Bohemian Rhapsody’s biggest problem is that it is formulaic. It is structured like many other rock movies – it opens with the artist about to perform an iconic show but then casts the viewer back to how it all began, so the film can then end with that performance that we all know is coming. Whether it’s Cash at Folsom or Mercury at Wembley, the formula is the same. The irony is that Queen was one of the least formulaic bands ever. Their music was such an unpredictable mishmash of rock, boogie-woogie, opera, country, and everything else they could throw in there, this somewhat predicable film hardly does the spirit of their music justice.

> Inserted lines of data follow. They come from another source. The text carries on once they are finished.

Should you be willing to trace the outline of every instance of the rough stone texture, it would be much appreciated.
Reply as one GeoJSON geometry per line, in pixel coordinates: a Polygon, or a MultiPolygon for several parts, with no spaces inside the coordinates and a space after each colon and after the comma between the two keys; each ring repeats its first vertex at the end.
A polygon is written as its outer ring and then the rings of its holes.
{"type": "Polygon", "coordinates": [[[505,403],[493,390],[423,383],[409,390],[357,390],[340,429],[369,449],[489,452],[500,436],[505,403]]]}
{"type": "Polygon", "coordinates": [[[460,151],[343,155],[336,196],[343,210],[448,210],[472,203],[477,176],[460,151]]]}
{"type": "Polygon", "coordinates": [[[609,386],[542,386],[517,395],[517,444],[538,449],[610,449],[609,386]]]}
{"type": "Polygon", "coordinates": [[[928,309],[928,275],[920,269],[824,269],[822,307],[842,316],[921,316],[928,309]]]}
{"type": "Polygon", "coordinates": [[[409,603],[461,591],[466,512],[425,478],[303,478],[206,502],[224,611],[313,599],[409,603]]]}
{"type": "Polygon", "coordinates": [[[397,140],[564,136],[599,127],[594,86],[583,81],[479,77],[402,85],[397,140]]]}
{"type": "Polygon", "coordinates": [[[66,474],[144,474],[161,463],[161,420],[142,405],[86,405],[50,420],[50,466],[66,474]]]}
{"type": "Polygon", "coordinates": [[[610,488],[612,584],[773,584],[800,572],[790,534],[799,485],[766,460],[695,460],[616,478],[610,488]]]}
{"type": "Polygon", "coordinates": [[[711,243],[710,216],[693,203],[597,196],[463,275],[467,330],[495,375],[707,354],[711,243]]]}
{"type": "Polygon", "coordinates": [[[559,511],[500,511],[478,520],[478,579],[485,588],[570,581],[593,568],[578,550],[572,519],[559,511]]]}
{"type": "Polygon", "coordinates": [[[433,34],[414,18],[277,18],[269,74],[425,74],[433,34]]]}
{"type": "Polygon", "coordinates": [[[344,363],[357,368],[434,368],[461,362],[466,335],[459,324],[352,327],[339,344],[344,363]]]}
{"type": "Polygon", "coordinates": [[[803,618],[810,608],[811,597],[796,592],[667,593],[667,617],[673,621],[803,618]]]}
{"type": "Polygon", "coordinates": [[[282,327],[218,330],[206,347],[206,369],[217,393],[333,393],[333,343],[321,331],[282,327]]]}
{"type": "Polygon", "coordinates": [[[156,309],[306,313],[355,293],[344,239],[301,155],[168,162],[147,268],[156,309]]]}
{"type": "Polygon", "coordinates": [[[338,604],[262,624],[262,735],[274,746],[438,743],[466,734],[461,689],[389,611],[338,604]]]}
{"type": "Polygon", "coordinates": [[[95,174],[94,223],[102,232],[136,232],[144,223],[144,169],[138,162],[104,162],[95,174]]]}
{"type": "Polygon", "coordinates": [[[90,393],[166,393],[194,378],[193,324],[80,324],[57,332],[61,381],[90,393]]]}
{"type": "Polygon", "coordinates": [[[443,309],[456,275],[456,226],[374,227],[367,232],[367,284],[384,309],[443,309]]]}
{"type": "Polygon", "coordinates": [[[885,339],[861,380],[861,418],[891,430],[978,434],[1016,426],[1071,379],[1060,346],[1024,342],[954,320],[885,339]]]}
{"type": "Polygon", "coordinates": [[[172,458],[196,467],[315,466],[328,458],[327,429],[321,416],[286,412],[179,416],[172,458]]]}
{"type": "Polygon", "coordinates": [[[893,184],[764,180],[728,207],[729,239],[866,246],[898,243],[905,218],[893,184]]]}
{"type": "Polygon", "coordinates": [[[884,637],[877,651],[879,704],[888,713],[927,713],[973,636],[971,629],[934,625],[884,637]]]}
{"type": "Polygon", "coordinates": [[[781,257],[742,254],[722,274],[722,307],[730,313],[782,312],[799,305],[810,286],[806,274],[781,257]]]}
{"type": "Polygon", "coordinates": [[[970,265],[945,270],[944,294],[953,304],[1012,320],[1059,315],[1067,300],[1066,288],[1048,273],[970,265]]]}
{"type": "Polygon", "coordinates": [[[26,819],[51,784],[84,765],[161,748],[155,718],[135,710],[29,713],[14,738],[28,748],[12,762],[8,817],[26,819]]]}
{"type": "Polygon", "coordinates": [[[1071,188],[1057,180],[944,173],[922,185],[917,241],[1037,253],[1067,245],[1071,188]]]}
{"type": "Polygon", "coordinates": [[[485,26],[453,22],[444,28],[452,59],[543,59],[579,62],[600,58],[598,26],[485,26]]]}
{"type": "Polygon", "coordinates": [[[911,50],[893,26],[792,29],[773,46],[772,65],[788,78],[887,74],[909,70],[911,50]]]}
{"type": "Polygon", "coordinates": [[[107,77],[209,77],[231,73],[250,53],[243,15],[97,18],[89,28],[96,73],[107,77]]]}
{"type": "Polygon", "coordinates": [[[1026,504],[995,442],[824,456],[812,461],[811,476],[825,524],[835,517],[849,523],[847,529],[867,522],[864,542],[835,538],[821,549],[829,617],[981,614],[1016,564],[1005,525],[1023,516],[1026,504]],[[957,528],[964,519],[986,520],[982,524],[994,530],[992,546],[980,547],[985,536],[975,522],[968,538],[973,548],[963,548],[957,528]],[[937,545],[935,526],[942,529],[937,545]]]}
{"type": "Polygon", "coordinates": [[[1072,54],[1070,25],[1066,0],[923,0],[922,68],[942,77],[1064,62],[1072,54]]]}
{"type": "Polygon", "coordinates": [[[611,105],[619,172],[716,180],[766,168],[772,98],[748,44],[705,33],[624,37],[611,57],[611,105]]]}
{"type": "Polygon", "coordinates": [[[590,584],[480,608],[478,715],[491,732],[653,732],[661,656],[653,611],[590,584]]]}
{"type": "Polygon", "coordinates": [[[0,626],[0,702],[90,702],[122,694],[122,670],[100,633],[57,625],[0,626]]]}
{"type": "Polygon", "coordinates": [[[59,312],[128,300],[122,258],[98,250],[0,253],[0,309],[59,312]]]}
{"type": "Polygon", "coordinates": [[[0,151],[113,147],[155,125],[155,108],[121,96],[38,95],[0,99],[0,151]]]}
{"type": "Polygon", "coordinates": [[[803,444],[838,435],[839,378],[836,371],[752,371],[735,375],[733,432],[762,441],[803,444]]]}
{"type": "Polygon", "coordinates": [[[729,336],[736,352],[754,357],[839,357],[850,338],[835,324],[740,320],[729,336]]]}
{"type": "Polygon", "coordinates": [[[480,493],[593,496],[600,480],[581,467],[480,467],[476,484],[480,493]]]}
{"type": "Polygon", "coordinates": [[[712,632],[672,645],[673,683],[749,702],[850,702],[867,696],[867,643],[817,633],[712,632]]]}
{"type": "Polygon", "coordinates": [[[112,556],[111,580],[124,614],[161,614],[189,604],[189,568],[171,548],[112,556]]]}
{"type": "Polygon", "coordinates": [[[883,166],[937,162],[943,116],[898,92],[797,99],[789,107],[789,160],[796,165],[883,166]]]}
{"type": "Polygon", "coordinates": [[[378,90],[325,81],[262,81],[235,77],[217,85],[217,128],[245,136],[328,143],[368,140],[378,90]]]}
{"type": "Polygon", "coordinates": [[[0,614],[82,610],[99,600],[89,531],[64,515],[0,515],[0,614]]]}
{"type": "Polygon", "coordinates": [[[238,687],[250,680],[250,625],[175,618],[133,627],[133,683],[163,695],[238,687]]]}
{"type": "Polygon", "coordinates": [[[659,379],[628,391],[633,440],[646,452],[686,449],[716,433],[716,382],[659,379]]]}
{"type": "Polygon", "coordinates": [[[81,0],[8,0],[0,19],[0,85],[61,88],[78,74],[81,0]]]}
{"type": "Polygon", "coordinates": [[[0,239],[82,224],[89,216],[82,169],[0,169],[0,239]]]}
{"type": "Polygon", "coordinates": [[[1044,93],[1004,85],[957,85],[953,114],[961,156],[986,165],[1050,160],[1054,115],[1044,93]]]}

However, having said that, when the film just centers on the band and Rami Malek’s wonderful performance as Mercury, the concerns about predictability and formula just sort of melt away. The music, as ever, is propulsive, electrifying, and downright fun. The recreation of the band’s exhilarating twenty minute set for Live Aid is joyous and almost as good as the real thing. Bohemian Rhapsody as a film is hardly groundbreaking, but it does do a surprisingly effective job of capturing what made Queen a groundbreaking band.